De Latijnse soortnaam majus beduidt groot en diende als tegenstelling tot Chelidonium minus waarmede vroeger het Speenkruid aangeduid werd. De Nederlandse naam is niet moeilijk te verklaren, wanneer men weet dat de plant onaangenaam riekt en gouwe: goud, slaat op het goudgele sap dat bij verwonding of doorbreken van de plant naar buiten treedt. Behalve deze naam komen we namen tegen als Gele gou, Goude, Goudkruid, Goudwortel, Gouw, Gouwortel, Stjonkende Gouwe, Vergou, en tot slot bij Dodonaeus Groote Gouwe. Verbasteringen van Chelidonium komen voor als Celedon, Celiadone en in Friesland tot Seldoanje.

De namen Zwaluwenkruid en Zwaluwkruid behoeven geen nadere verklaring, gezien het vermelde bij de verklaring van de geslachtsnaam Chelidonium. De namen Wratte(n)kruid en Wrattekroet in Noord- en Zuid-Limburg kreeg de plant omdat van het sap een middeltje gemaakt werd om wratten te verwijderen. In Engeland was een der volksnamen Killwart: Wrattendoder, in Duitsland Warzekrut en in Frankrijk sprak men van Herbe aux verrues. Men vertelde elkaar dat het een zeer goede werking bezat, wanneer men de wratten bij afnemende maan met het sap bestreek.

In de apotheek was zij bekend als Herba et Radix Chelidonii. Hieruit blijkt dat zowel de bladeren als de wortel werden gebruikt. In ‘Den grooten Herbarius’ van 1514 komen we de Stinkende gouwe tegen als Scelwortele, dat terug te voeren is op de vroeg middeleeuwse naam van Scellewurtz. Oude benamingen bij ons waren Schellekenskruid, Schelkruid, Schellekruid en Schelwortel, deze zijn ‘overgenomen’ of vertaald uit het Duits; daar zijn de volksnamen: Schellwurz, Schellkraut en Schöllkraut, en vanzelfsprekend met de nodige gewestelijke en dialectische vormen. Men veronderstelt dat deze namen ontstaan zijn uit de Grieks-Latijnse naam chelidonium. Anderen beweren dat deze Duitse benamingen zijn ontstaan uit het Oudhoogduitse sceljan: afschillen of ontschorsen. De plant stond namelijk bekend als een uitstekend middel bij oogziekten en wel in het bijzonder bij staar, om de vlekken op de ogen, zoals dit heette, te verwijderen. Dit middel is wel zeer oud; in de middeleeuwen schreef men dat het sap goed was om ‘scelle of vlecke’ weg te nemen of, zoals Dodonaeus zich uitdrukt: ‘Goet om de schelle en lickteekenen die op den appel vander ooghen groeyen, wech te nemen/ ende ’t ghesichte te verscherpen.’ Zelfs de grote Boerhaave zei dat het geacht wordt de vlekken van de ogen te kunnen nemen. Gezien het bovenstaande worden ons de volksnamen Ogenklaar en Ogenkloar op vele plaatsen in ons land duidelijk. Zo deelt van Hall in 1854 mede: ‘hier en daar nog gebruikt, om vlekjes op het doorschijnende hoornvlies van het oog weg te nemen’. We willen hier nog attenderen op het gezegde ‘De schellen vallen hem van de ogen’, dat is wanneer iemand de zaken weer duidelijk voor ogen staan. Dit vinden we ook in de bijbel en wel in de Handelingen 9:18: ‘En terstond vielen hem als schubben van de ogen en hij kon weer zien.’ Nog beter vindt men dit in de oude vertaling opgetekend: ‘En terstond vielen af van zijn ogen gelijk als schellen hij werd terstond wederom ziende’.

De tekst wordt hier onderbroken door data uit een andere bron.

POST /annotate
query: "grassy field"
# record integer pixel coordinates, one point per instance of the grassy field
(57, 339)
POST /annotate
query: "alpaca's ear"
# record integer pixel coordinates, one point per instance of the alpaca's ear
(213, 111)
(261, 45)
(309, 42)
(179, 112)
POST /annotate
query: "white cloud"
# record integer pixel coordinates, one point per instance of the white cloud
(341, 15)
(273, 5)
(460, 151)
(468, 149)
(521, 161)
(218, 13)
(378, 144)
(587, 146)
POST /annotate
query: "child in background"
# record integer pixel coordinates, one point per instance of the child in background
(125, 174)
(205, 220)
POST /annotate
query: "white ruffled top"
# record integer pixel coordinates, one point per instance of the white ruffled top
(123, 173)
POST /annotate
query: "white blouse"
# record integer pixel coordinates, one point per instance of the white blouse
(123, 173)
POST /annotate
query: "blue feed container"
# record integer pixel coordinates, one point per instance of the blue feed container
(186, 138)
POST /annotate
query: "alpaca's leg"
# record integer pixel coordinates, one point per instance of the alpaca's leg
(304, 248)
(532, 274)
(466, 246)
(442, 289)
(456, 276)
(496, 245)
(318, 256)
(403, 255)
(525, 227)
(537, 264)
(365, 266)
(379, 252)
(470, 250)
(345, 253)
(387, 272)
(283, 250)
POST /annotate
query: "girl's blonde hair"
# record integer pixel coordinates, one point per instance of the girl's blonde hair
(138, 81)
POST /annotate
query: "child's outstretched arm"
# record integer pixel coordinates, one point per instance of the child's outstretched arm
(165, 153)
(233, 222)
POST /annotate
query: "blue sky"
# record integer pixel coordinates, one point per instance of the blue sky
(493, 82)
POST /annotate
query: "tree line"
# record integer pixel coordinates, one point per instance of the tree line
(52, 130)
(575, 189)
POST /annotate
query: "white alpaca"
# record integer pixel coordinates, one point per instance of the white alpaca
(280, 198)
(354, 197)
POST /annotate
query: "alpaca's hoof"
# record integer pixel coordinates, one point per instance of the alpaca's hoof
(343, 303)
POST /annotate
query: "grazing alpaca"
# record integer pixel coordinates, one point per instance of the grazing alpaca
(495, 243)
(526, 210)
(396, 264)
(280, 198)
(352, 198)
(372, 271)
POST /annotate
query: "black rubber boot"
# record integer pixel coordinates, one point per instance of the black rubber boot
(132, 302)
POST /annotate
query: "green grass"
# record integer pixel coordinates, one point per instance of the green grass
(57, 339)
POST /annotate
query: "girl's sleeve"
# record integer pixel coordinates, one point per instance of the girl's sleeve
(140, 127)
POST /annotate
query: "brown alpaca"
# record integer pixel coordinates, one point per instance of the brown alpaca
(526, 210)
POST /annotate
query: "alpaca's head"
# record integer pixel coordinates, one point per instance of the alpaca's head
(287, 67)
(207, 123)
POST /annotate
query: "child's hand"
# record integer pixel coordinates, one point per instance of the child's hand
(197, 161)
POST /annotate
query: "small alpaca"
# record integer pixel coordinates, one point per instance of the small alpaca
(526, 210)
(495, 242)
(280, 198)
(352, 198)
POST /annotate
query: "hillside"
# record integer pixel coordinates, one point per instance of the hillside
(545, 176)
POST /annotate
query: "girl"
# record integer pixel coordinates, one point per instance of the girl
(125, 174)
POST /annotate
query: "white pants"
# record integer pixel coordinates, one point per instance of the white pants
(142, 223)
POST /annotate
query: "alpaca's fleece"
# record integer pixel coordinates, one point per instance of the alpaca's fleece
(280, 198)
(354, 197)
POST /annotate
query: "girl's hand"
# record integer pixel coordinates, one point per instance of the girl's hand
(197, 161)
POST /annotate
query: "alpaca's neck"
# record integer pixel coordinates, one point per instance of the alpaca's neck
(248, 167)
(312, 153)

Het kruid werd als een soort panacee beschouwd. Het voorkomen in hagen, heggen en kreupelhout zou erop kunnen wijzen dat de plant wellicht eertijds door de mens ook in zijn hof gekweekt werd en van daaruit meer en meer is ‘verwilderd’. Dat zij grote bekendheid genoot is wel duidelijk, want niet minder dan de grote Albrecht Dürer heeft haar in 1526 afgebeeld. In de officiële geneeskunde was de Stinkende gouwe geen onbekende. In de apotheek stond zij ook ingeschreven bij Extractum en Tinctura Chelidonii. In het bijgeloof heeft de Stinkende gouwe slechts een bescheiden rol gespeeld. Zo lezen we, dat wie de plant en het hart van een mol bij zich draagt, zich zal redden uit allerlei slechte zaken en gedingen. Ook nog dit: legt men haar op het hoofd van een zieke dan kon men te weten komen of de patiënt zou sterven of in leven zou blijven. Want ging hij zingen, en wel luid, dan was zijn lot beslist. Ook maakte men er een soort toverzalf van, om behekste kinderen en bezetenen te onttoveren.